Safety Alert for RM Magnetom apparatus, Open model, Impact and Vision, registration 10234230012, series: 7449; 5709; 9190; 15024; 15517 /// RM Magnetom Symphony Equipment, registration 10234230057, series: 13131; 13286; 13424; 13564; 22202; 22379; 22388; 22389; 22448; 22460; 22583; 22744; 23207; 23286; 37503. /// Equipment of RM Magnetom Sonata, registration 10234230089, series: 21120; 21179; 21271 /// Equipment of RM Magnetom Spectra, registration 10345161996 (original registration 10234230182), series: 73002; 73003 /// Magnetom Avanto, registration 10345162003 (original registration: 10234230095), series: 57140; 57206; 57241; 59081. /// Magnetom Essenza, registration 10345162004 (original registration 10234230155), series: 64132; 71310; 71326; 71330; 71338; 71341; 71343; 71347; 71349; 71350; 71355; 71357; 71358; 71359; 71361; 71362; 71365; 71366; 71381; 71384. /// Equipment of RM Magnetom Prisma, registration 10345162015 (original registration 10234230203), series: 67047; 67051. /// Equipment of RM Magnetom Aera, registration 10345162032 (original registration 10234230175), series: 41904; 41909; 41986; 42031; 53501; 53502. /// Magnetom Harmony Equipment, registration 10234230056.

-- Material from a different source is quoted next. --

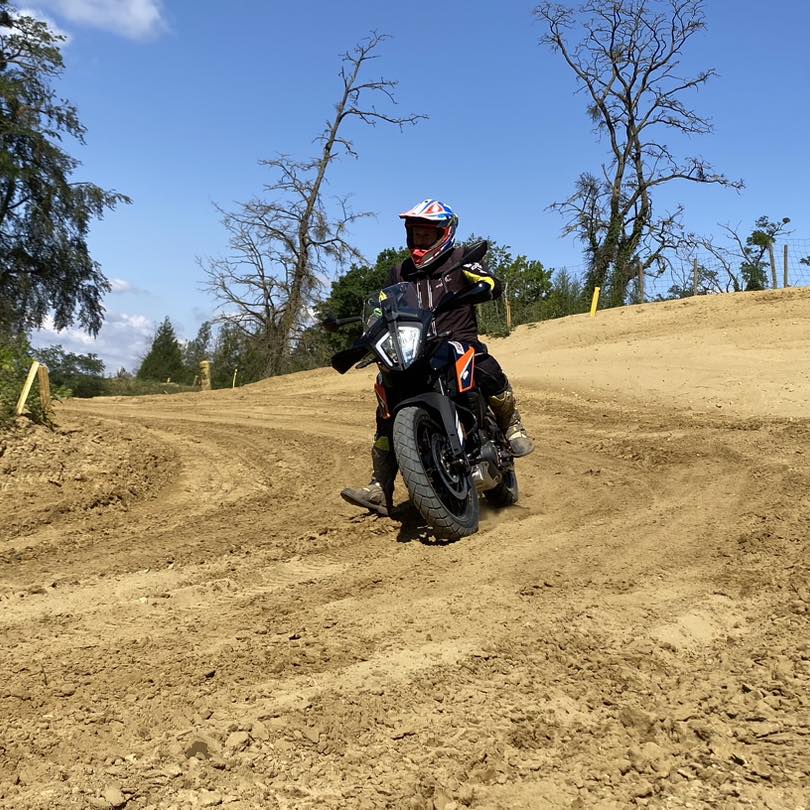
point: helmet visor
(423, 235)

According to Agência Nacional de Vigilância Sanitária (ANVISA), this safety alert involved a device in Brazil that was produced by Siemens Healthcare Diagnósticos S.A; Siemens AG; Siemens Shenzhen Magnetic Resonance Ltd.; Siemens Healthcare Diagnósticos S.A.

What is this?

Alerts provide important information and recommendations about products. Even though an alert has been issued, it does not necessarily mean a product is considered to be unsafe. Safety Alerts, addressed to health workers and users, may include recalls. They can be written by manufacturers, but also by health officials.

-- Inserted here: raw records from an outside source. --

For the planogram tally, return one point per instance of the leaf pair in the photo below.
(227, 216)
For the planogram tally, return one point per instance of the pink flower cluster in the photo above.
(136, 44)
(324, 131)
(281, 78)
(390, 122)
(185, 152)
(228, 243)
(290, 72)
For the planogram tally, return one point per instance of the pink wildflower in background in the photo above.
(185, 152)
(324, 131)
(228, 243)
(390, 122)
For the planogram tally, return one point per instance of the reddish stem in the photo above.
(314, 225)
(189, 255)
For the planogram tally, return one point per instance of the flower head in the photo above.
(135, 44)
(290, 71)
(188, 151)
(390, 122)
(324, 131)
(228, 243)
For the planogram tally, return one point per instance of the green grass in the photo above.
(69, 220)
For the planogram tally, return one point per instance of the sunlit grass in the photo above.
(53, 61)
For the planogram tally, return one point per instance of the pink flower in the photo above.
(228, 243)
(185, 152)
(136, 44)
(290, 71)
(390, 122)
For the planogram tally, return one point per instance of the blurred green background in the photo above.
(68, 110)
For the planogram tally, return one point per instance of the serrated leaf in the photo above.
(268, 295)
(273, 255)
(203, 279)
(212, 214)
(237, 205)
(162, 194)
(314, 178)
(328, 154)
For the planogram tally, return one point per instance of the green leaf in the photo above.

Learn more about the data here
  • Type of Event
    Safety alert
  • Event ID
    1782
  • Date
    2015-12-23
  • Event Country
  • Event Source
    ANVISA
  • Event Source URL
  • Notes / Alerts
    Brazilian data is current through June 2018. All of the data comes from Anvisa, except for the categories Manufacturer Parent Company and Product Classification.
    The Parent Company and the Product Classification were added by ICIJ.
    The parent company information is based on 2017 public records. The device classification information comes from FDA’s Product Classification by Review Panel, based on matches of data from the U.S. and Brazil.
  • Extra notes in the data
    Suppressor lines in magnetic resonance systems serve to vent helium gas in case of dissipation. In the event of installation failure, the helium gas would be blown into the magnet room or other areas. This could lead to a displacement of the local oxygen gas, cause cold burns and / or pose a risk to users, patients and others.
  • Reason
    Siemens healthcare comes across the letter mr047 / 15 / s to alert its customers in brazil about the possibility that the suppressor lines of some superconducting magnets have not been installed properly.
  • Action
    The field action code MR047 / 15 / S initiated by Siemens addresses the sending of a Risk Letter III to the Customer (situation in which there is a low probability that the use or exposure to a health product may have adverse health consequences ). Recommendation to Users and Patients: Proprietary MRI customers must follow one of the steps below, depending on who performed the MRI suppression facility. The guideline is for customers to have the equipment inspected for installation to assess the existence of the problem. 1) If Siemens has been contracted to install the suppressor line, contact the local Siemens organization for appropriate action. 2) If a third party has been contracted to install the suppressor line, it is recommended that they be contacted and requested to inspect the suppressor line in order to ensure that it has been installed in accordance with the system owner's manual and in accordance with requirements in the design document of the Siemens suppressor line. Notwithstanding, and alternately, Siemens makes itself available to offer users the possibility of requesting an inspection of the installation, after which it will be informed of the result and any identified deficiencies that need to be resolved. Finally, it is important to note that it is important to follow all the guidelines mentioned in the system owner's manual, including ensuring that there is an on-site emergency plan in the event of helium gas dissipation to the magnet room or adjoining rooms.